You are viewing a plain text version of this content. The canonical link for it is here.
Posted to user@flink.apache.org by Stephan Ewen <se...@apache.org> on 2014/10/13 13:23:10 UTC

Re:

Hi!

It looks like the job is running with a DOP of one.

Can you set the DOP higher? Either directly on the ExecutionEnvironment, or
(preferably) through the "-p" parameter on the command line.

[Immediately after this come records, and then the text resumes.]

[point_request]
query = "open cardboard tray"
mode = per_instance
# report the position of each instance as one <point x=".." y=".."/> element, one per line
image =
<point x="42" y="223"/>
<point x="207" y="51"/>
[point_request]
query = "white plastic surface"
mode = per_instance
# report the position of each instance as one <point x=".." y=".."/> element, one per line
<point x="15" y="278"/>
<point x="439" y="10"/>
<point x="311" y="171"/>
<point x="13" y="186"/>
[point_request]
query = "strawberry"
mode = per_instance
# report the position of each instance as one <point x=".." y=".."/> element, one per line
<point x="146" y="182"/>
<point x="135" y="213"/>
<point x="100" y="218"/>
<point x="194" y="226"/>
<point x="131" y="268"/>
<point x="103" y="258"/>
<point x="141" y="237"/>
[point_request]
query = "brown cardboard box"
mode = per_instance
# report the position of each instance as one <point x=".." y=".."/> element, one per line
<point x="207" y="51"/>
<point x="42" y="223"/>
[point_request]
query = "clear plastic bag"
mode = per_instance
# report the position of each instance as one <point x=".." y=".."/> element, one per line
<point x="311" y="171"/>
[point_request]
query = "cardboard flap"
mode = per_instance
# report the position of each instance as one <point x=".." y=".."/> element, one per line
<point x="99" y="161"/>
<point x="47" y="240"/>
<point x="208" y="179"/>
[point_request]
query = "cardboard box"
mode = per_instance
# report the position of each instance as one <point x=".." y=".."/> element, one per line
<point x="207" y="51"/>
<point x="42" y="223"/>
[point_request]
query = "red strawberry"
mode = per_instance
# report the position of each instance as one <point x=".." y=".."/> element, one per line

You are using 0.6, is that correct? (Looks like it from the logs)

Stephan


On Mon, Oct 13, 2014 at 1:07 PM, Robert Waury <ro...@googlemail.com>
wrote:

> Hi,
>
> I performed the Yarn Setup on a cluster running Apache Hadoop
> 2.3.0-cdh5.1.3 like described on the website.
>
> I could see the allocated containers in the Yarn ResourceManger and after
> starting a Flink job via the CLI client it showed up on the Flink Dashboard.
>
> The problem is that the job which runs in about 17 minutes in my local VM
> (3 cores, 4GB RAM, input from local files) now takes about 25 minutes on
> the cluster (18 containers with 4GB and 8 cores each, input from HDFS with
> rf=5).
>
> From the Flink log it seemed all data was shuffled to a single machine
> even for FlatMap operations.
>
> log excerpt:
>
> 10:54:08,832 INFO  org.apache.flink.runtime.jobmanager.splitassigner.file.FileInputSplitList  - nceorihad06 (ipcPort=56158, dataPort=55744) receives remote file input split (distance 2147483647)
> 10:54:08,832 INFO  org.apache.flink.runtime.jobmanager.splitassigner.InputSplitManager  - CHAIN DataSource (TextInputFormat (hdfs:/user/rwaury/input/all_catalog_140410.txt) - UTF-8) -> FlatMap (com.amadeus.pcb.join.FlightConnectionJoiner$FilteringUTCExtractor) (1/1) receives input split 5
> 10:54:09,589 INFO  org.apache.flink.runtime.jobmanager.splitassigner.file.FileInputSplitList  - nceorihad06 (ipcPort=56158, dataPort=55744) receives remote file input split (distance 2147483647)
> 10:54:09,590 INFO  org.apache.flink.runtime.jobmanager.splitassigner.InputSplitManager  - CHAIN DataSource (TextInputFormat (hdfs:/user/rwaury/input/all_catalog_140410.txt) - UTF-8) -> FlatMap (com.amadeus.pcb.join.FlightConnectionJoiner$FilteringUTCExtractor) (1/1) receives input split 128
>
> The job takes two large input files (~9 GB) and after filtering and
> converting them with a FlatMap (selectivity is below 1%) it joins them each
> twice with a small data set (< 1MB) after that the join results are joined
> with each other. The result is about 2.7 GB.
>
> Any idea what causes this?
>
> Cheers,
> Robert
>

Re:

Posted by Robert Metzger <rm...@apache.org>.
Are you referring to https://issues.apache.org/jira/browse/FLINK-968? So as
I said, users can pass the the "-s" parameter to set the number of slots
per container and the number is being used by the CliFrontned.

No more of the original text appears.